Auf der Lithografiefläche ist es so: Schon eine Abweichung von einem halben Grad im Heizprofil führt dazu, dass die kritischen Abmessungen um Nanometer schwanken. Die Linien auf dem Wafer weichen plötzlich von der gewünschten Position ab. Wir haben daher eine dimmbare Halbleiterheizlampe entwickelt, um das thermische Gleichgewicht genau unter Kontrolle zu halten – präzise, reproduzierbar und stabil.
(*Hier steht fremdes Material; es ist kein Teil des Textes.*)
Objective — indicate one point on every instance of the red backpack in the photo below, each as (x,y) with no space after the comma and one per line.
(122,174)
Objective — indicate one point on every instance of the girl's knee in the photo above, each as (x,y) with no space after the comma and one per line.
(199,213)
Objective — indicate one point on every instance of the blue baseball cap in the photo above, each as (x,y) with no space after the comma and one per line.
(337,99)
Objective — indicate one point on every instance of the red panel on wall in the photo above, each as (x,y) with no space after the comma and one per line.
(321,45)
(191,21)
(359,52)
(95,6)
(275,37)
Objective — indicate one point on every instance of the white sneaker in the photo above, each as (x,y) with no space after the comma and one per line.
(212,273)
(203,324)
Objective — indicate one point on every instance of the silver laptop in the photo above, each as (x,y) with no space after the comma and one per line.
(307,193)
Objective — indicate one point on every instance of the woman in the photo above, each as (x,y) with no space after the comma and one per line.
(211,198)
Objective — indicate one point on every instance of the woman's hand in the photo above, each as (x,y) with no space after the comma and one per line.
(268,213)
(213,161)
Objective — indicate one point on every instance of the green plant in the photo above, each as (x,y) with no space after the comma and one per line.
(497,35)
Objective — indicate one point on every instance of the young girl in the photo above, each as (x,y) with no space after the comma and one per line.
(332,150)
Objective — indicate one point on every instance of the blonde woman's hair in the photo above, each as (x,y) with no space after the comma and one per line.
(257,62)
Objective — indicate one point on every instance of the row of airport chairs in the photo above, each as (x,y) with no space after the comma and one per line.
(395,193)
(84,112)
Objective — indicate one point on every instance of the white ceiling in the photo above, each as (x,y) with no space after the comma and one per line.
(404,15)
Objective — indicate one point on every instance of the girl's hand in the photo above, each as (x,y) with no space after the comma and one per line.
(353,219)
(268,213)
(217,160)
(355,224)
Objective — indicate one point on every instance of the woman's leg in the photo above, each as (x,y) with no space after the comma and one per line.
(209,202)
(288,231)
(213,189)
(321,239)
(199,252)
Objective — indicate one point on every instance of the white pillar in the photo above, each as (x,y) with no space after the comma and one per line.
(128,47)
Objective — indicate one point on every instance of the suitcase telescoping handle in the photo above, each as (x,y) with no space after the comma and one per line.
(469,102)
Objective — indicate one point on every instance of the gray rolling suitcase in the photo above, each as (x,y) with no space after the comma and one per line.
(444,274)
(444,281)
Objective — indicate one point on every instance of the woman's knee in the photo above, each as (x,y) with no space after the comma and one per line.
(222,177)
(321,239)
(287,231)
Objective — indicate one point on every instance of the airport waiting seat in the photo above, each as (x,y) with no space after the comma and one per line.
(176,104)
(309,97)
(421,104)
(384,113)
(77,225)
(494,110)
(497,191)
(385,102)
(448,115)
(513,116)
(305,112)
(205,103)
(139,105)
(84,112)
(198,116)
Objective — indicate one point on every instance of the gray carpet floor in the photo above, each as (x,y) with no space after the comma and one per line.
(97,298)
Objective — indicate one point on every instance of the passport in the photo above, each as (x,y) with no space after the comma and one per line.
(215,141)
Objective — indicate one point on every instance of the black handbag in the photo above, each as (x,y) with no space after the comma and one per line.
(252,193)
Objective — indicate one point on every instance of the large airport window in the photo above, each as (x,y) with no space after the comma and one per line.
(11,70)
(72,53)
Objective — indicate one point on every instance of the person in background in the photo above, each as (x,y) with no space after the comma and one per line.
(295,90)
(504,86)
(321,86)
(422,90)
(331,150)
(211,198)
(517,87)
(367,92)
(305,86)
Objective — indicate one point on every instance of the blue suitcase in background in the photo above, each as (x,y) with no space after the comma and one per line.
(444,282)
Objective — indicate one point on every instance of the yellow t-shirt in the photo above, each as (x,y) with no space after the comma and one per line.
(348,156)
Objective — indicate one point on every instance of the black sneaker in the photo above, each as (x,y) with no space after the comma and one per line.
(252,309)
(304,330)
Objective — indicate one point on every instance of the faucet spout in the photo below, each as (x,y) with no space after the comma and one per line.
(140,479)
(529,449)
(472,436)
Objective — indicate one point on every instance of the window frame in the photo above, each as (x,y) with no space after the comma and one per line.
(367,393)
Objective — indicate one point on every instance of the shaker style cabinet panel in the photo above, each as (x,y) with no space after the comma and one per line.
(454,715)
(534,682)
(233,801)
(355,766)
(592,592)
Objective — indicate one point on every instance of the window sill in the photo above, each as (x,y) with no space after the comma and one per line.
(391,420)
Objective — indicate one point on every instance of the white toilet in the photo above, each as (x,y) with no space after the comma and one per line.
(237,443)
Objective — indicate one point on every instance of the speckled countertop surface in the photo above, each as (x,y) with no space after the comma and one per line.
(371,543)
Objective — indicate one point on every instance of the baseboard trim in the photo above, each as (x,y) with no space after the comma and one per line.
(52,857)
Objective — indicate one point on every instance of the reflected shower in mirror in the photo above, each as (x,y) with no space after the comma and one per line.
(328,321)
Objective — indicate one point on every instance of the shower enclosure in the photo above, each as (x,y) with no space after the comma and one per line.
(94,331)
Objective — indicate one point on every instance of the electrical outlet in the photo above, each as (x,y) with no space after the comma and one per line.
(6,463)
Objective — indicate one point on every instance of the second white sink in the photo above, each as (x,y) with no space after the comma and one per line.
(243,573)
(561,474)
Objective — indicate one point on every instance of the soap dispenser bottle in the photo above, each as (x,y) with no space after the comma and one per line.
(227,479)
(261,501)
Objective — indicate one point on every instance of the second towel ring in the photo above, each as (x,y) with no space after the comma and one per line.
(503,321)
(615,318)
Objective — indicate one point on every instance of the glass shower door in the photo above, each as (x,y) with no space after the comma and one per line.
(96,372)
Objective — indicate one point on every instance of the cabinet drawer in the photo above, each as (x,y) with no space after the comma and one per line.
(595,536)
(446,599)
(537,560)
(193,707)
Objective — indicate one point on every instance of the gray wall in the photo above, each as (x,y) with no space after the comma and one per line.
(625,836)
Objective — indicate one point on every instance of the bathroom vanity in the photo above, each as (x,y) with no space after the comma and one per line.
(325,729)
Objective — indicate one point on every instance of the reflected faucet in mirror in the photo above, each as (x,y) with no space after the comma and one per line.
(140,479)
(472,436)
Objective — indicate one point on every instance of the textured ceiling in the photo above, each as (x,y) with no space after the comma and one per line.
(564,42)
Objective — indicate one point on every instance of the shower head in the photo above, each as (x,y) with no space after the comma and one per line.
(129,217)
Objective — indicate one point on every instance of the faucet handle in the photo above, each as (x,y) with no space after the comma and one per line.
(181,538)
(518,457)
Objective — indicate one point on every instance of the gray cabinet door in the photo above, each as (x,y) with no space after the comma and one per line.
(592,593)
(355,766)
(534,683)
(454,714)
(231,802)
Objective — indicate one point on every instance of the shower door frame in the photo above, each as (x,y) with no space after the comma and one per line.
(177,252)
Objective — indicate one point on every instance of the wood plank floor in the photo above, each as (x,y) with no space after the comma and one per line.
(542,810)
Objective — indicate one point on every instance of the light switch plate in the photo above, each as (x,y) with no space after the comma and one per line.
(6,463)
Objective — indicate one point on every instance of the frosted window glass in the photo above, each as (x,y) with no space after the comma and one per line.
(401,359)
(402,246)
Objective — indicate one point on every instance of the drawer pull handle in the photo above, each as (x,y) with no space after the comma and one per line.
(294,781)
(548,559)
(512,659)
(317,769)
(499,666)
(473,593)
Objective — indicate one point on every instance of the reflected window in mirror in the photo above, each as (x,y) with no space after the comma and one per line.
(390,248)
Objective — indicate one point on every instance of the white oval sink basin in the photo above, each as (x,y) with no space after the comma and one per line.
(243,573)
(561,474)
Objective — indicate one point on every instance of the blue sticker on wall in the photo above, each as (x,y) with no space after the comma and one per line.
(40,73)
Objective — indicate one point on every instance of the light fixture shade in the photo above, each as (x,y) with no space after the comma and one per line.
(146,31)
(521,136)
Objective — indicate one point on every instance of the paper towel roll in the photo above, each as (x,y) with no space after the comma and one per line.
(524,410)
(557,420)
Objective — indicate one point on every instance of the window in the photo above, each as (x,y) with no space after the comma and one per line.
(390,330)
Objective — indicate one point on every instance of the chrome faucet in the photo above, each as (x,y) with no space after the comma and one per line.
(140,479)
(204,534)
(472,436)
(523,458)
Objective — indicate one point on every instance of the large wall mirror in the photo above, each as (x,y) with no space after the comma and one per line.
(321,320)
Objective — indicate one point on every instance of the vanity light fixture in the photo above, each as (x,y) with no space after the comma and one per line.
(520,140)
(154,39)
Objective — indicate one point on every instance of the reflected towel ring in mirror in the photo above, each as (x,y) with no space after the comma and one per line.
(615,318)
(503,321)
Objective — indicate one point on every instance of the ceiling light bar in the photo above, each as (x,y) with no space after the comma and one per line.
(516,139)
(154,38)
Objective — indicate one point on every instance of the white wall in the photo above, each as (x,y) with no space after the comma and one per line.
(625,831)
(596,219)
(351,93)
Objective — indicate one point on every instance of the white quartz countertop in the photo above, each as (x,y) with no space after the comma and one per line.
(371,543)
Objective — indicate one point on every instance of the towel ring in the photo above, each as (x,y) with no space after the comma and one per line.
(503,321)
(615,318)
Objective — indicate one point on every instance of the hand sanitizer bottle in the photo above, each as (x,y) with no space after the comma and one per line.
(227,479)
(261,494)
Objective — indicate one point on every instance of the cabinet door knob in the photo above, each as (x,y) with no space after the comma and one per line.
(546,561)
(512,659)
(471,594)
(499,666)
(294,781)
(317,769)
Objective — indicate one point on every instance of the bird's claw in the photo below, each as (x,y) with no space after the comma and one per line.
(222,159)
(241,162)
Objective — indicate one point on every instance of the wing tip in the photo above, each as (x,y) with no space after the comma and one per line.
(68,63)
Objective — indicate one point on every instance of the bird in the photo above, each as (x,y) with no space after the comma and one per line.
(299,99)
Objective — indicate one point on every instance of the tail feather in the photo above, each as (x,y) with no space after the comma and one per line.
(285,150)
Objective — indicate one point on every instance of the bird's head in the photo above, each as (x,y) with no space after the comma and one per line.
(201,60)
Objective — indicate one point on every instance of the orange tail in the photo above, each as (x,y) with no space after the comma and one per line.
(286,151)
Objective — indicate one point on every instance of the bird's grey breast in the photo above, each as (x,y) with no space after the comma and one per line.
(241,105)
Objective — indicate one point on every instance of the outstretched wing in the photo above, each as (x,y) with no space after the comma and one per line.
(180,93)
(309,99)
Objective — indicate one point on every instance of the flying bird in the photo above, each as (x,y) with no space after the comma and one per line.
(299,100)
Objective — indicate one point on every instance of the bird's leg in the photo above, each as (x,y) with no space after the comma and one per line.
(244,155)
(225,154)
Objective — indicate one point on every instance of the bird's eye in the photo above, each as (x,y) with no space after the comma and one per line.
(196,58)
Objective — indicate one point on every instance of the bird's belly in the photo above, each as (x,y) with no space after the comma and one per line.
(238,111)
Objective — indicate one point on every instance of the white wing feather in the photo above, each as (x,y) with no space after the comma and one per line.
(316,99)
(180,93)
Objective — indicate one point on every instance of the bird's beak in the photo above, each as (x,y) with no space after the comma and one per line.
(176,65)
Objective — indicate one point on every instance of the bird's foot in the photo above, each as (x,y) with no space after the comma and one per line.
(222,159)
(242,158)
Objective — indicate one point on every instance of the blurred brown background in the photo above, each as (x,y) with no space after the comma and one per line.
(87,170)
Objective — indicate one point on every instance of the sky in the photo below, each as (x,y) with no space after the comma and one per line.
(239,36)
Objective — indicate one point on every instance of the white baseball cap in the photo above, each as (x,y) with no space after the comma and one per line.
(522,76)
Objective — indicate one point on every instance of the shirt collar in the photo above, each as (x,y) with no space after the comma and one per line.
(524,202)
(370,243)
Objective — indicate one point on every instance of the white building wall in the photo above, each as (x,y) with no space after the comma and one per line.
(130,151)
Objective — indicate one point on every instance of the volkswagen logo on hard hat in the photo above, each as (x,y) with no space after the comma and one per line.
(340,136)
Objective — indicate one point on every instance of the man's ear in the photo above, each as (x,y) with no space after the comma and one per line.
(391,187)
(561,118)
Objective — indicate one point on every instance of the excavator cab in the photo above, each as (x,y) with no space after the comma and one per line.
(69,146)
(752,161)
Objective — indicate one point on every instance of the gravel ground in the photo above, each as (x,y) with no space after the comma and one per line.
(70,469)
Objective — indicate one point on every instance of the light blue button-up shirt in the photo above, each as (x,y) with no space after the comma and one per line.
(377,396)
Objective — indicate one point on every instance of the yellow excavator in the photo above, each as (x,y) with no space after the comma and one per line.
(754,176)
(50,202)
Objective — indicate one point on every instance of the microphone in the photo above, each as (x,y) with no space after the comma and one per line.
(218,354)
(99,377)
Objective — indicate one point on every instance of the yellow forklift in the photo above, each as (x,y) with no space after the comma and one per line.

Was wirklich wichtig ist: Die Lampe nutzt einen Kurzwellen-Infrarotstrahler, der für eine schnelle Erwärmung des Wafers geeignet ist. Dadurch bleibt die Temperatur auf der gesamten Oberfläche des Wafers bei ±0,1°C konstant. Die Dimmung erfolgt direkt und linear – man kann somit die Temperatur des Photoresists einstellen, ohne dass die Temperatur des Wafers überschritten wird. Das Design eignet sich für Reinräume der Klassen 1–100; es entstehen keine Partikel in der heißen Zone, und die geschlossene Quarz/Ceramik-Schnittstelle macht eine Reinigung mit Flüssigkeiten problemlos möglich. In der Praxis erreicht der Weich- und Hartbrennvorgang innerhalb von Sekunden das gewünschte Niveau – dadurch bleibt genügend Zeit für den weiteren Prozessablauf.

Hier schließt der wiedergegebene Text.